More information can be found on the ASCO (Free ASCO Whitepaper) GI website.

About ST316
ST316 is a first-in-class antagonist of the interaction between β-catenin and its co-activator, BCL9, a complex responsible for driving oncogene expression and immune exclusion in multiple cancers where aberrant Wnt/β-catenin pathway signaling is observed. ST316 exposure in cancer cells prevents BCL9-driven nuclear localization of β-catenin and inhibits formation of the Wnt enhanceosome protein complex. Disruption of this interaction selectively suppresses the transcription of oncogenic Wnt target genes that regulate proliferation, migration, invasion and the metastatic potential of tumor cells, as well as genes that regulate the immunosuppression of the tumor microenvironment. ST316 creates a pro-immune tumor microenvironment and in preclinical models has shown to be synergistic with checkpoint inhibition. Due to its selectivity and downstream modulation of the Wnt/β-catenin pathway, ST316 presents an opportunity to safely and effectively target Wnt/β-catenin driven pathologies without the toxicities previously seen with other Wnt pathway agents.

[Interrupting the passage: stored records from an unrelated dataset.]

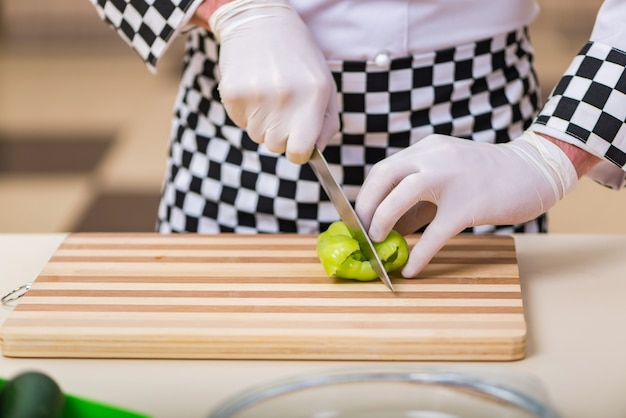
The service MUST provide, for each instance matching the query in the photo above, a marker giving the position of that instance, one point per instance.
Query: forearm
(204, 12)
(581, 159)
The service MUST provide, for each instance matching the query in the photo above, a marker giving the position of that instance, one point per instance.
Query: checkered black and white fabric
(146, 25)
(218, 180)
(589, 103)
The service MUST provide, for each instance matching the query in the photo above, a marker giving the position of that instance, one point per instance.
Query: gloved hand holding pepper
(455, 183)
(275, 81)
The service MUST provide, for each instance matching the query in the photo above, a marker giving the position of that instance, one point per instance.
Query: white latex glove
(275, 81)
(467, 183)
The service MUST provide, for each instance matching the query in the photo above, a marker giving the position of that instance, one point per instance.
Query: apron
(218, 180)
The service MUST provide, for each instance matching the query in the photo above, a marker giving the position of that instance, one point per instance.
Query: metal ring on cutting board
(16, 293)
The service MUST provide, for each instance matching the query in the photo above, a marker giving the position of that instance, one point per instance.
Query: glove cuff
(232, 14)
(557, 162)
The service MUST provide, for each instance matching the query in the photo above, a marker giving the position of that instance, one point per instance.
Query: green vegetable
(31, 395)
(341, 255)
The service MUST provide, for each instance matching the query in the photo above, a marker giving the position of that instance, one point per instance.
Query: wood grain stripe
(227, 296)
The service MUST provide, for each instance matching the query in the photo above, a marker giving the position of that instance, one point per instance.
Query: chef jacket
(587, 107)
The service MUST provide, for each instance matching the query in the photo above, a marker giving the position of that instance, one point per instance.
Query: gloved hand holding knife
(275, 82)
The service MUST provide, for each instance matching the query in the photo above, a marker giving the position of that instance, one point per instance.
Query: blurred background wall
(84, 126)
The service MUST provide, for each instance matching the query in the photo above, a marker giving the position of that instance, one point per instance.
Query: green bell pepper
(341, 255)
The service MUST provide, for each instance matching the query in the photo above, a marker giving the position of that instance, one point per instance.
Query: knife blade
(345, 210)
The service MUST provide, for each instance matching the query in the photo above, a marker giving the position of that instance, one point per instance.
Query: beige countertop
(574, 289)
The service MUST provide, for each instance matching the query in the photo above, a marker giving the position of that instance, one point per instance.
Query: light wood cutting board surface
(264, 297)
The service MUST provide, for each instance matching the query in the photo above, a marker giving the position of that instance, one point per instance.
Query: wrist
(581, 159)
(204, 12)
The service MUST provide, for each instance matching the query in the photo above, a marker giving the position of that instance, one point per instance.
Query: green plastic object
(77, 407)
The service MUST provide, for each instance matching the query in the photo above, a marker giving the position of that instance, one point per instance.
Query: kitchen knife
(345, 210)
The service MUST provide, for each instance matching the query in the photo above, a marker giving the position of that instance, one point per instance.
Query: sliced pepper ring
(342, 257)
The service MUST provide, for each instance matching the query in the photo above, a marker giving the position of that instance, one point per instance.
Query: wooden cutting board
(264, 297)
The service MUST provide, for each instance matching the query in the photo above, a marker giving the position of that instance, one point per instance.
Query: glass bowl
(393, 393)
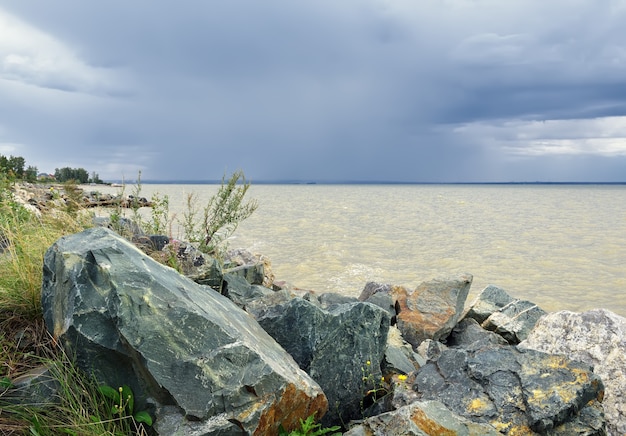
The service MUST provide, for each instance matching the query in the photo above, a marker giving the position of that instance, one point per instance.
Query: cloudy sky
(326, 90)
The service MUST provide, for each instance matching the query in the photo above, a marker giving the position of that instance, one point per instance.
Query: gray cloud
(324, 90)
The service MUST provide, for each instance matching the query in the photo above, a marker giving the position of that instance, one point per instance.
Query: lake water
(560, 246)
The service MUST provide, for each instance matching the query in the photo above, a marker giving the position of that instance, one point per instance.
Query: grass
(78, 408)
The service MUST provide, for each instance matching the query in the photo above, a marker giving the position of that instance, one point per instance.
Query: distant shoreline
(298, 182)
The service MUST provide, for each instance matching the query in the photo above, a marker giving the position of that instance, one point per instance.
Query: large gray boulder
(509, 317)
(432, 309)
(597, 337)
(421, 418)
(341, 348)
(515, 392)
(204, 362)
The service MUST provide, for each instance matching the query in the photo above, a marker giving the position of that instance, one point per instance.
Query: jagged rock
(431, 350)
(597, 337)
(516, 392)
(379, 295)
(333, 346)
(467, 334)
(123, 224)
(130, 320)
(422, 418)
(399, 355)
(509, 317)
(328, 300)
(241, 292)
(432, 310)
(36, 387)
(199, 267)
(256, 269)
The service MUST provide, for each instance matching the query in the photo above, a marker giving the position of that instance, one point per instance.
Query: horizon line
(357, 182)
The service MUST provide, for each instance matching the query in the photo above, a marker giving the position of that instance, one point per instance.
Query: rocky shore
(223, 348)
(40, 197)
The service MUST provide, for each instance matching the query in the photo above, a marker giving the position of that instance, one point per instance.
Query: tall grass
(25, 237)
(77, 408)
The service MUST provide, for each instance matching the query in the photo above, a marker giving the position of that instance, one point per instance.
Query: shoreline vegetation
(32, 217)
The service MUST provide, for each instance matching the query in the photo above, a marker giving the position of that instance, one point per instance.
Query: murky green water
(560, 246)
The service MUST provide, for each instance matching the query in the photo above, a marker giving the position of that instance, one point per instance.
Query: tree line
(14, 168)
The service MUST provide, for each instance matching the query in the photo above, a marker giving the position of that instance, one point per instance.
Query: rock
(597, 337)
(421, 418)
(333, 346)
(516, 392)
(191, 351)
(199, 267)
(431, 350)
(509, 317)
(490, 300)
(379, 295)
(467, 334)
(36, 387)
(256, 269)
(432, 309)
(123, 225)
(328, 300)
(241, 292)
(399, 355)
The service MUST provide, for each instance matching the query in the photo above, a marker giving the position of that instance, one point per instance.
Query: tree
(31, 173)
(221, 216)
(79, 175)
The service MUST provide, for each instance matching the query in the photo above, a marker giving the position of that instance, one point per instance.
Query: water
(560, 246)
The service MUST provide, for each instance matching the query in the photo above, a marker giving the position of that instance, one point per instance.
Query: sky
(317, 90)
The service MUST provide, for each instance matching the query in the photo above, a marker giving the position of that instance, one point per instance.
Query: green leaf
(110, 393)
(128, 399)
(144, 417)
(5, 383)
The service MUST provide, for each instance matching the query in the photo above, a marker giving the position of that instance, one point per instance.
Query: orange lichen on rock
(293, 405)
(429, 426)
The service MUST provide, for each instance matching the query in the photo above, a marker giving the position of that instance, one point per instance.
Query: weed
(308, 427)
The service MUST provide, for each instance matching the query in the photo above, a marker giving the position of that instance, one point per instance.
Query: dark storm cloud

ST316-101 (NCT05848739) is a first-in-human, open-label, Phase 1-2 Dose Escalation and Expansion study designed to determine the safety, tolerability, PK, PD and early efficacy of ST316. The Phase 1 Dose Escalation portion of the study tested various dose levels of ST316 in patients with select advanced solid tumors that are known to harbor abnormalities of the Wnt/β-catenin signaling pathway, including CRC. ST316 is currently being tested in the Phase 2 portion of the study in CRC patients in combination with relevant standards of care and in multiple lines of treatment. The U.S. FDA has granted Orphan Drug Designation to ST316 for the treatment of familial adenomatous polyposis (FAP).